Large language models choose words by assigning a probability to many possible next tokens, then selecting one according to a sampling rule. Top-k and top-p sampling are two common ways to control that choice so the output is not too random or too repetitive. They matter because small changes in sampling can make an AI response feel more creative, more focused, or more predictable.
Understanding these methods connects computer science with probability and statistics.
Key Facts
- A language model predicts P(next token | previous tokens), the probability of each possible next token.
- Top-k sampling keeps only the k highest-probability tokens before sampling from them.
- Top-p sampling keeps the smallest set of tokens whose total probability is at least p.
- After filtering, probabilities are renormalized so the kept tokens add to 1.
- If kept probabilities are 0.40, 0.30, and 0.10, the renormalized probabilities are 0.50, 0.375, and 0.125.
- Lower k or lower p usually makes output more focused, while higher k or higher p usually makes output more varied.
Vocabulary
- Token
- A token is a piece of text, such as a word, part of a word, number, or punctuation mark, that an AI model processes.
- Probability distribution
- A probability distribution lists possible outcomes and the probability of each outcome, with all probabilities adding to 1.
- Top-k sampling
- Top-k sampling is a method that keeps only the k most likely next tokens and randomly chooses from that smaller group.
- Top-p sampling
- Top-p sampling, also called nucleus sampling, keeps the most likely tokens until their total probability reaches a chosen cutoff p.
- Renormalization
- Renormalization is the process of rescaling the remaining probabilities so they add up to 1 after some options are removed.
Common Mistakes to Avoid
- Thinking top-k always chooses the single most likely word. This is wrong because top-k filters the list, then still samples randomly from the remaining k tokens.
- Forgetting to renormalize after filtering. This is wrong because the remaining probabilities no longer add to 1 until they are rescaled.
- Assuming top-p always keeps the same number of tokens. This is wrong because the number kept depends on the shape of the probability distribution.
- Using very low k or p and expecting creative writing. This is wrong because strict filtering removes many surprising or unusual word choices.
Practice Questions
- 1 A model assigns next-token probabilities: cat = 0.35, dog = 0.25, bird = 0.15, fish = 0.10, car = 0.08, moon = 0.07. With top-k sampling and k = 3, which tokens are kept, and what are their renormalized probabilities?

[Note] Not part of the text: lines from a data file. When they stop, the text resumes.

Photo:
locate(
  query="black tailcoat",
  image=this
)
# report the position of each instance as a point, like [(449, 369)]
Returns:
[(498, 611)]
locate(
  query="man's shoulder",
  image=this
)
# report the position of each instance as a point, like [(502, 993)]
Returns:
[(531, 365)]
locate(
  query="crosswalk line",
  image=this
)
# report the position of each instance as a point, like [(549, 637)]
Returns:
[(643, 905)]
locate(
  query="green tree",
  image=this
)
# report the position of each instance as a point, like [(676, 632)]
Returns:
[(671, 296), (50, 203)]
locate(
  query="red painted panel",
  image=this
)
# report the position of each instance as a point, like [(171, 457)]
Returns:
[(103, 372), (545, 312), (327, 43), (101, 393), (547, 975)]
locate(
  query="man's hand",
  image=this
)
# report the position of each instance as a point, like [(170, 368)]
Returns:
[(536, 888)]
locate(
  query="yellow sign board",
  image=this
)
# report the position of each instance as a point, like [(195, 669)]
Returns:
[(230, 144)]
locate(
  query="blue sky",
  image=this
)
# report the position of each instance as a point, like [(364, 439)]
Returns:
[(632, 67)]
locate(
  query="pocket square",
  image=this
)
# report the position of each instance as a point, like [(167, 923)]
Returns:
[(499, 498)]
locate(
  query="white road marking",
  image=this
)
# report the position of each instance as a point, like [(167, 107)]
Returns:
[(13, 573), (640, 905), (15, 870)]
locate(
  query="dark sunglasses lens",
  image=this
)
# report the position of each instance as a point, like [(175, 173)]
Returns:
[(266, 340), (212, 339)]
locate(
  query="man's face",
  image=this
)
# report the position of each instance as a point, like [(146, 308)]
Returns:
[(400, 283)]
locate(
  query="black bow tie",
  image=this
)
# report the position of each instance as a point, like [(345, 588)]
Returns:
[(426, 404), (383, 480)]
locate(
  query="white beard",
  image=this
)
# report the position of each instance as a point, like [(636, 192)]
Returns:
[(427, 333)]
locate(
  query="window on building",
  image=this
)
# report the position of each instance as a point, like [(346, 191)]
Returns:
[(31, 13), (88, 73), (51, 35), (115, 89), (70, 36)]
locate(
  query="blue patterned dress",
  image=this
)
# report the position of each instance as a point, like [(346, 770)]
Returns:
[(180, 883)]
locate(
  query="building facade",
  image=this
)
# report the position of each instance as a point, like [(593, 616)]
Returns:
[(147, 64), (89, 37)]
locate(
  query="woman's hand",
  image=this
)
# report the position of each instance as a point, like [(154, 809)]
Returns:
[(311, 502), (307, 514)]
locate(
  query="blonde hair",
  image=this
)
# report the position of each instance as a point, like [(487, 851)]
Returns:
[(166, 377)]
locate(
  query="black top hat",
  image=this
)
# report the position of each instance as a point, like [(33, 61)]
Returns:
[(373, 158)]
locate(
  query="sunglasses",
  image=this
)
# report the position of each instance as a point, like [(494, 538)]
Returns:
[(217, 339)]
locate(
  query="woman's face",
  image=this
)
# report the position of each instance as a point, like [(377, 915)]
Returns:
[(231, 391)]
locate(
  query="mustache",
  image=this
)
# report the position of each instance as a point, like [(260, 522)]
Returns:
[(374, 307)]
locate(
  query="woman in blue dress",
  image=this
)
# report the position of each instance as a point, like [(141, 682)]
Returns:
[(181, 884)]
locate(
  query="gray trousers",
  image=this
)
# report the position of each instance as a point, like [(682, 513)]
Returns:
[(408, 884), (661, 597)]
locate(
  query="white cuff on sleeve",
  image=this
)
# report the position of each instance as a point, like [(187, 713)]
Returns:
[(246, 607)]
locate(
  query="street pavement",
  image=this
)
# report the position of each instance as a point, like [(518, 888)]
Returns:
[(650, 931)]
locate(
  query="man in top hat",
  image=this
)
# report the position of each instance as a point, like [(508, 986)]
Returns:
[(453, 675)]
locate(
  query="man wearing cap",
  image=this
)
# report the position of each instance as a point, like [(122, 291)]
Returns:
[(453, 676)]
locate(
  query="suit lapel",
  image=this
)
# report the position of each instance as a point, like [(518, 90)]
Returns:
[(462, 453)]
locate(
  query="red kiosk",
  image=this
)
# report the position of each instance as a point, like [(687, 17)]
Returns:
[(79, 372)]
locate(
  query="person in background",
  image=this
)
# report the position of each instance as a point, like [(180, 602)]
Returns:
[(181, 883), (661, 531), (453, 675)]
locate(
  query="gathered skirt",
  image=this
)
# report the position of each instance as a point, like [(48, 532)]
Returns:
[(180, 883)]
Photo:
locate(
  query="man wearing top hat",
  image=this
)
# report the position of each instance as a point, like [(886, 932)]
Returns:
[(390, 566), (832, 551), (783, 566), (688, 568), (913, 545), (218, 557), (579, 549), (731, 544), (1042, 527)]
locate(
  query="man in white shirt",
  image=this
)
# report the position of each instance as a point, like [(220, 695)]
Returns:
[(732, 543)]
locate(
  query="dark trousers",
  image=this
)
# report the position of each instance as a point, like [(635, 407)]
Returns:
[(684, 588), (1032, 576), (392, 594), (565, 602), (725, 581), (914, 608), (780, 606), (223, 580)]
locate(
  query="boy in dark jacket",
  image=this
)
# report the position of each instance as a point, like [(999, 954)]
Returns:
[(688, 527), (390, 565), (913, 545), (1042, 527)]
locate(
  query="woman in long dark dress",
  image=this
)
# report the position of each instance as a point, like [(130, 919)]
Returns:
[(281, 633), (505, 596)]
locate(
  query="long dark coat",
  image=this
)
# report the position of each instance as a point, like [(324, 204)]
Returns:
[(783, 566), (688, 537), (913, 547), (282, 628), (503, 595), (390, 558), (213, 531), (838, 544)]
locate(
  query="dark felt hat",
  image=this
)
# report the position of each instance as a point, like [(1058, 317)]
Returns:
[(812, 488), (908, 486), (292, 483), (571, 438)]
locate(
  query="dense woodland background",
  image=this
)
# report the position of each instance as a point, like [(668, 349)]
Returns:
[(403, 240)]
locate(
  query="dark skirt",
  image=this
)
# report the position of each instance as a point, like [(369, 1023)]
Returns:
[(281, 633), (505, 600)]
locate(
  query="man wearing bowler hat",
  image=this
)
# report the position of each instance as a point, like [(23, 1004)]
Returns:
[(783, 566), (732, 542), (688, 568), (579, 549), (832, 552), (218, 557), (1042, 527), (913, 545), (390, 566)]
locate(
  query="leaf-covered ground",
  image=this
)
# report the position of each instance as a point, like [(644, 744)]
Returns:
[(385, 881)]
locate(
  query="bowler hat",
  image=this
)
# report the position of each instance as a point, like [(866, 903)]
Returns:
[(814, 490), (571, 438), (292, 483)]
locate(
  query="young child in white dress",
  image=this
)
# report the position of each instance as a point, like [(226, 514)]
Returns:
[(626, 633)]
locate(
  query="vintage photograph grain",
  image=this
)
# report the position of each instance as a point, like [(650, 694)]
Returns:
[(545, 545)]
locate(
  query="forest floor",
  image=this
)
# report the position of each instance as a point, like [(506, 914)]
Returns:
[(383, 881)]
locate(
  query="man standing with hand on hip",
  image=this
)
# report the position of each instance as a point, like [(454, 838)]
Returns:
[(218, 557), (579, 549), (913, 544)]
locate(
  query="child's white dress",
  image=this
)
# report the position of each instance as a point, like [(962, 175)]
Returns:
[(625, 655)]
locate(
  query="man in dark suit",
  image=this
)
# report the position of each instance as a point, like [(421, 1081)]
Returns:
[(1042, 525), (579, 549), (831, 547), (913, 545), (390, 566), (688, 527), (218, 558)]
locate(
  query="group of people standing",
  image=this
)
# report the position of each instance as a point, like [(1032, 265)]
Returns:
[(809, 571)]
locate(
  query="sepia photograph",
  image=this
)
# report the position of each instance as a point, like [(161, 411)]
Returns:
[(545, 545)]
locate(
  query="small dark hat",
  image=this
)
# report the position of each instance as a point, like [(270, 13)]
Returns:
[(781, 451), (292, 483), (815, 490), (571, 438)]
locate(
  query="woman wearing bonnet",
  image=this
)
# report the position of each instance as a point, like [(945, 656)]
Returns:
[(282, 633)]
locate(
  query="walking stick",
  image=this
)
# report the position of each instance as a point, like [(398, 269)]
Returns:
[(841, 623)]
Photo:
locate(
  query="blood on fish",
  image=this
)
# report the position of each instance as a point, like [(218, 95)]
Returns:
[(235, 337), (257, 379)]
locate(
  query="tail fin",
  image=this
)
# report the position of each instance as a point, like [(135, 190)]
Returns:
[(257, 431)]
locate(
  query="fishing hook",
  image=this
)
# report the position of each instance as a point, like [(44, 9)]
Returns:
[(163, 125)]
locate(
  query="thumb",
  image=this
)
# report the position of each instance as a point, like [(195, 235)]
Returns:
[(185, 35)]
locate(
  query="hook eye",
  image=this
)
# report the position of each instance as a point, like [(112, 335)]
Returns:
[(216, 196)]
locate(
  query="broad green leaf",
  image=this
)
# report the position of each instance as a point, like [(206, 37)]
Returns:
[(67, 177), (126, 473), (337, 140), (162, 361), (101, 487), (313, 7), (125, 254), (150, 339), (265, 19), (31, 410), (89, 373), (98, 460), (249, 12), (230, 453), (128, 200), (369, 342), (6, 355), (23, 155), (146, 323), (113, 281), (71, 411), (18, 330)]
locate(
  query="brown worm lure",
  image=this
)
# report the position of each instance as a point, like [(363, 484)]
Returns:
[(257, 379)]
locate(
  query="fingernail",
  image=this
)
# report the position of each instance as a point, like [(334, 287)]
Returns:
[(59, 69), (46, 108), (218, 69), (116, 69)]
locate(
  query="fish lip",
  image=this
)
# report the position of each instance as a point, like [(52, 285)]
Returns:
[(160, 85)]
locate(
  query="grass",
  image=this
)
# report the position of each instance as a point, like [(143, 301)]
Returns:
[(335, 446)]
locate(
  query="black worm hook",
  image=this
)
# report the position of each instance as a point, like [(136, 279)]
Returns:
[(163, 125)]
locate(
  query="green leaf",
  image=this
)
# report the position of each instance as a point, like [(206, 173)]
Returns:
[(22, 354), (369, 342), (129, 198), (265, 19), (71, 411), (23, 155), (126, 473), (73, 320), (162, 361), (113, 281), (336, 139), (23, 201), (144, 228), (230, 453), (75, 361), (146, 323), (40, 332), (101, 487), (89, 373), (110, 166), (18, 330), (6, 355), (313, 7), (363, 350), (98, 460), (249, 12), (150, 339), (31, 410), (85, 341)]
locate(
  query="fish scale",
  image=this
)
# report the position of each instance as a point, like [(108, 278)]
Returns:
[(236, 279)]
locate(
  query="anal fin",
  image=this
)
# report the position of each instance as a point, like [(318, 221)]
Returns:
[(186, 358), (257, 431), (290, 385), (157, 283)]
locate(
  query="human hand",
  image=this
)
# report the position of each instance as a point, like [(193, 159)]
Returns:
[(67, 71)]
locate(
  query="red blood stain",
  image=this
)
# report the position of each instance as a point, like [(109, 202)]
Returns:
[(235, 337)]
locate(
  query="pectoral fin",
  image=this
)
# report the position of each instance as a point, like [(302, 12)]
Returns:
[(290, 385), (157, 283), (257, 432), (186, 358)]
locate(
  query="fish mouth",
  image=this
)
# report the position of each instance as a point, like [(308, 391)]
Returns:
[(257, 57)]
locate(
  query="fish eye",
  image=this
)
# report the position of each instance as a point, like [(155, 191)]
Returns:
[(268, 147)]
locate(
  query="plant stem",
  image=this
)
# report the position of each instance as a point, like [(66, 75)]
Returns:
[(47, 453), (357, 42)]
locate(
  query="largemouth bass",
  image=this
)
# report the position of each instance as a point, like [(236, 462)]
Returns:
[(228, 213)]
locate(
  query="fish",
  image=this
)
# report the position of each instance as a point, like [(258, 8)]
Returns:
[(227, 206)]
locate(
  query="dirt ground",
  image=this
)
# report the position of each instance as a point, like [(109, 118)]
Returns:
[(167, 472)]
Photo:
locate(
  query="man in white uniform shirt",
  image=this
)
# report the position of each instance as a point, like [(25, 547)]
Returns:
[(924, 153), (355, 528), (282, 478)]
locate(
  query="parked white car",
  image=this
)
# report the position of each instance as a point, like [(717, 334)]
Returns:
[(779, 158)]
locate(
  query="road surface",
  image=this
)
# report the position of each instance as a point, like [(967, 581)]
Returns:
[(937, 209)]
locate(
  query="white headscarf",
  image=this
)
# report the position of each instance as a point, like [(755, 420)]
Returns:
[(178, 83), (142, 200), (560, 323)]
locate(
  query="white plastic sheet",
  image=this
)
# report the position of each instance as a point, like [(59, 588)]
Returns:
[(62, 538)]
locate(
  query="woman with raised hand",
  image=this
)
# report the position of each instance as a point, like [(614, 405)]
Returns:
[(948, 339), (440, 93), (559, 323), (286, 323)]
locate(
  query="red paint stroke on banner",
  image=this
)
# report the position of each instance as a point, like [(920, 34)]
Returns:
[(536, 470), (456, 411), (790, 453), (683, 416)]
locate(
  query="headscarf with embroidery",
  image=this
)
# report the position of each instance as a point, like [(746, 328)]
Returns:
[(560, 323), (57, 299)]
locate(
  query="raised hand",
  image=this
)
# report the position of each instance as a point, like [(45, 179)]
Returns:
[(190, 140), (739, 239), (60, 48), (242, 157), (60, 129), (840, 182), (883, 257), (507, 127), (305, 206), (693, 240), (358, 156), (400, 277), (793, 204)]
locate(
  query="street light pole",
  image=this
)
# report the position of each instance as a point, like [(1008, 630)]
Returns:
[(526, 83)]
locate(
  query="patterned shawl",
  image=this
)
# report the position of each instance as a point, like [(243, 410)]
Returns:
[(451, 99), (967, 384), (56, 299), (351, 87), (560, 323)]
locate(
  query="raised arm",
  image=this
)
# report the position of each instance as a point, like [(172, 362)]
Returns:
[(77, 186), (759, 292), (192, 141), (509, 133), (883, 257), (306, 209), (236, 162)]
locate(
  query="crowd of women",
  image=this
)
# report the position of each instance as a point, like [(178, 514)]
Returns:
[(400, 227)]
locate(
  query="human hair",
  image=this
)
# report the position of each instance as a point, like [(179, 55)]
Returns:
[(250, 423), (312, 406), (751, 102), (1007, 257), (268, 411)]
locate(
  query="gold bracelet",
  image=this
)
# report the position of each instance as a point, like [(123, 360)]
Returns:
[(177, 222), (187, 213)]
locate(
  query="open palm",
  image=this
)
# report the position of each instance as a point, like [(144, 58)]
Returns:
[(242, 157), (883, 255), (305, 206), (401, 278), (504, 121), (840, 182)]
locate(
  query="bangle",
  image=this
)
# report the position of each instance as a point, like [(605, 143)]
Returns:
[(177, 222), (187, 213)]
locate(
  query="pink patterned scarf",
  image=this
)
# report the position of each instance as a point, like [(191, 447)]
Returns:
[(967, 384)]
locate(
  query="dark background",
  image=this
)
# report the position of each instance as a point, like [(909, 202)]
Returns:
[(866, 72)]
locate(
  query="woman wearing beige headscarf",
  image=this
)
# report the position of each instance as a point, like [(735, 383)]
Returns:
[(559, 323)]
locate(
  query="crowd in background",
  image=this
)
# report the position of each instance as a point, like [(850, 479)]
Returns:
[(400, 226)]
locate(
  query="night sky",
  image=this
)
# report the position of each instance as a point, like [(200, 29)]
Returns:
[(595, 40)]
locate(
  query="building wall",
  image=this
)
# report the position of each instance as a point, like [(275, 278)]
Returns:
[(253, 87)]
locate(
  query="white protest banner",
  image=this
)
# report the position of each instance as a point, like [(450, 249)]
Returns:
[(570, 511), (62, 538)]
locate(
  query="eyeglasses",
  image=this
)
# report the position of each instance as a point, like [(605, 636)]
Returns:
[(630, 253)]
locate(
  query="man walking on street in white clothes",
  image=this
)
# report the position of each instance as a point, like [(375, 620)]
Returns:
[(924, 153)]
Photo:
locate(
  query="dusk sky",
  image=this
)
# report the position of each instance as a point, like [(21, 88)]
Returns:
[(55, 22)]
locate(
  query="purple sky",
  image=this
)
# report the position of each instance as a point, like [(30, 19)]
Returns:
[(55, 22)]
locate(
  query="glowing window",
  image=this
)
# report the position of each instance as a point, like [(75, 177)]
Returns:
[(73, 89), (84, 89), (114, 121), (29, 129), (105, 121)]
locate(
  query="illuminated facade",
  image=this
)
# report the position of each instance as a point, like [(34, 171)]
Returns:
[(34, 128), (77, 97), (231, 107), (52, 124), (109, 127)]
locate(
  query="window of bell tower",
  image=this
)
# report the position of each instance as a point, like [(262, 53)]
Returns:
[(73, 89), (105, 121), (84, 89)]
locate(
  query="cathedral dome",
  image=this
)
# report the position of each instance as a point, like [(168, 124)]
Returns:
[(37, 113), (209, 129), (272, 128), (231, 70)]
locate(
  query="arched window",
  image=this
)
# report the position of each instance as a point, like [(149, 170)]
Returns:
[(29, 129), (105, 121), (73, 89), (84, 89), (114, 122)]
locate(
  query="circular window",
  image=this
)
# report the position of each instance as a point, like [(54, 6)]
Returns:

- 2 A model assigns probabilities in order: A = 0.42, B = 0.21, C = 0.14, D = 0.10, E = 0.08, F = 0.05. With top-p sampling and p = 0.80, which tokens are kept, and what is the total probability before renormalization?
- 3 A chatbot is giving dull, repetitive answers. Explain whether increasing k, increasing p, or both could help, and describe one possible risk of making the values too high.